Google’s “Editorial Input” from Personalized Search Could Kill Objectivity

According to an article in The Register, Google’s Vice President of Search Product and User Experience, Marissa Mayer, observed that editorial judgments may play a key role in Google searches in the near future. Mayer made her comments at the Le Web conference in Paris on December 10th. If this change does materialize, the editorial input would come from Google’s “personalized search” as represented by its new Search Wiki. It would turn the search industry upside-down, and would likely compromise Google’s search objectivity.

First, let’s examine what Search Wiki is. Search Wiki is a Google service that appears next to your search results if you are logged in. Let me emphasize this: you must be logged in to a Google account in order for this service to appear.

Search Wiki is represented by three little icons – an arrow pointing up, an “X”, and a comment symbol that looks like a dialog balloon from a cartoon. The arrow allows you to promote a search result to the top of a set of search results. The “X” allows you to remove that search result from future searches (presumably with that same set of search terms), and the balloon allows you to create a note and attach it to a given result.

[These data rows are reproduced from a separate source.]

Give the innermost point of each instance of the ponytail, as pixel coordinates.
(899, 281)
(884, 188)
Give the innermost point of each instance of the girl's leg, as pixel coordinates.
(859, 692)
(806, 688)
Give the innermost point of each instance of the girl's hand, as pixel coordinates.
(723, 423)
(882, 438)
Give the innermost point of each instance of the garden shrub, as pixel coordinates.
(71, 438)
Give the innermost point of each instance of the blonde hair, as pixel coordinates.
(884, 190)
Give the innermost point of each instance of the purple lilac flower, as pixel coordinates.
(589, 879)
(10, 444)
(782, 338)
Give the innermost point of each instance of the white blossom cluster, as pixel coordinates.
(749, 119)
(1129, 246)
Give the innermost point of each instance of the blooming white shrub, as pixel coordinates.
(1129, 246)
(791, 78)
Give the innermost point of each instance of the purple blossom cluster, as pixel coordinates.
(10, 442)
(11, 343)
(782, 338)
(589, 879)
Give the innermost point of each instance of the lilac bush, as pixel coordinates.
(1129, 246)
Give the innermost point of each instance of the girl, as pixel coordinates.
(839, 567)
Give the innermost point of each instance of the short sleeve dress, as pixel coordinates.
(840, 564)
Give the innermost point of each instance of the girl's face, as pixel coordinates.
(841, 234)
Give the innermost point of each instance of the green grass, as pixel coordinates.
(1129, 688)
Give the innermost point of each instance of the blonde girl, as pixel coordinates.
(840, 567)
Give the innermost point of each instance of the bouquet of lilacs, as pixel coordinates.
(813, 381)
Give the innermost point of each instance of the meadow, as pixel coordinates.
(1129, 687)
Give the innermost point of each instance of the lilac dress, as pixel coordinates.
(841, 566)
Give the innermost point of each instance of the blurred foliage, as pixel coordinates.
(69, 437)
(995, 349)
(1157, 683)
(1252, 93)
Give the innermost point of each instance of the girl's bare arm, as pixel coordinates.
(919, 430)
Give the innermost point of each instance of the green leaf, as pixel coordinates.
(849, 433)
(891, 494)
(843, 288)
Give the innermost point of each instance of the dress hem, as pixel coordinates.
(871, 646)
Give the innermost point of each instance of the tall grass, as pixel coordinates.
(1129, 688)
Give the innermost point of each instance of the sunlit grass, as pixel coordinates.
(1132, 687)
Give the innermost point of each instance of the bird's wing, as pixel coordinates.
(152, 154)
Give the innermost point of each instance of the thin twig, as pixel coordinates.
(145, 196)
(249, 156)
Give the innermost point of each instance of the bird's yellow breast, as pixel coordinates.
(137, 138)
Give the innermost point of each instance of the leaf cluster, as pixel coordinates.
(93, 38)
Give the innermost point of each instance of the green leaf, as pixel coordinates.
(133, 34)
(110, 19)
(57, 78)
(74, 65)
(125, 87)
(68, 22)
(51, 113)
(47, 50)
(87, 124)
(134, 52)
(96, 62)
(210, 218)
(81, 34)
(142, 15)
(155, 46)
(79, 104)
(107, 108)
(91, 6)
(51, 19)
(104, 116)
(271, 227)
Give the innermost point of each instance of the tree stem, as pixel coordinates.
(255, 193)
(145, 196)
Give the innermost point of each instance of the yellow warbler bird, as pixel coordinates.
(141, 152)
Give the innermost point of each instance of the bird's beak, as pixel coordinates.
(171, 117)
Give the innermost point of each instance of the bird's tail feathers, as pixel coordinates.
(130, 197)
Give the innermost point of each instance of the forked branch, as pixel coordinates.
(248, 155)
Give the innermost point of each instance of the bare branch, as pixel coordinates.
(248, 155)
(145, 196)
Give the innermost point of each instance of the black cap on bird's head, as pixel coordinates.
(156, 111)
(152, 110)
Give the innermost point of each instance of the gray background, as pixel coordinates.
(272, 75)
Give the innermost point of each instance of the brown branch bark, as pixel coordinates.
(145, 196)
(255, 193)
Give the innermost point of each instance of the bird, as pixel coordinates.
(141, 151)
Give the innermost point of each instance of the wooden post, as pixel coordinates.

Currently, the editorial decisions that you make are visible only to yourself when logged in to Google (“signed-in searches”), and do not affect the searches made by others. Not yet, anyway.

The idea behind it is to maintain the state of your search. In other words, wouldn’t it be nice if you could pick up from where you left off if your research is a ongoing effort taking hours, days or weeks? Say you started a search, and thought that the second result was the best, the fifth one was complete garbage, and the eighth result led to a page that had some partially relevant information, but you had to remember what was so special about it. Search Wiki provides tools for these purposes.

The problem is that Google is considering aggregating everybody’s personalized searches and using that information to help determine search rankings. This represents a major change in how Google ranks pages.

When there is a particularly strong movement in rankings, they refer to this as a “signal.”  Google believes that if they get a strong signal about a certain topic, then they will rank it higher. A couple examples are politics and holidays. Every four years, a stronger signal will appear with such topics as “Republican” and “Democrat.” “Christmas” and “Halloween” will pop up every year. And in this case, searches will have seasons.

But when you feed the signal back into the underlying data by, say, skewing the search results which then filters information from view, it can amplify the signal – thus distorting the results.

Consider a political topic – something that generates much more heat than light. Such extreme points of view would trounce and possibly eliminate the reasoned middle of opinions and consequently erase or severely demote their search results. It’s like expecting to get facts on a subject that’s in the political spotlight, and finding only what the rabid supporters of the DailyKos have decided is important. It’s a new form of Googlewashing – gaming the system to skew search results.

Google’s possible use of aggregated personalized search data represents not the democratization of search, but the polarization, mob mentality and statistical distortion of search. How long before a competitor rolls out “True-Search” or “Objective Search”?